The porlex is great way for half decent grinding on a budget. It has other benefits of course: it's small, no power required, portability etc. It's not without it's drawbacks though. If you're grinding for espresso, there is not much room for adjustment. Only a few settings will be right for espresso and as has been said, the difference these settings have on the shot can be huge. Also at the coarser end of things, it produces quite a lot of fines and is generally less consistent in the grind. The other thing to consider is whether you want to be manually grinding all the time. It takes me about 2min to grind for a double espresso, and maybe a minute to grind for a single cup of pourover/aeropress. If you drink a lot of coffee, or time is a factor then perhaps an electric grinder is the way to go.
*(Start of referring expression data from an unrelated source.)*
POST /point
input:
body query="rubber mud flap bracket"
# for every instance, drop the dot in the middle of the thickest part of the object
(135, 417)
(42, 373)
Having said all that, a Porlex of Hario hand mill will definitely produce a better grind than sub £100 electric grinders (Krupps, Cuisinart et al) and at a fraction of the price.


----------



## RobD (May 2, 2012)

just a quick post to show the grind that i get from my Iberital MC2 Doserless, this is three 7g doses into a 21g VST basket, this is strait from the chute, as you can see there is very little clumping and the consistency of the grind is excellent, they are not easy to adjust from one style of coffee to another but they are that cheep you could have one for French press & one for espresso for less than many grinders.

View attachment 1365


----------



## jimrobo (Aug 5, 2011)

looks decent grind quality!

I recommended one to my friend recently and he was very happy with it. I went to dial it in for him and rather embarrasingly wasted about 15 double shots! It needed about 7 rotations of the whole knob! Luckily though they were lavazza beans so it was the best place for them!


----------



## fuller880 (Jul 4, 2012)

just ordered a porlex tall grinder







many thanks for the advice


----------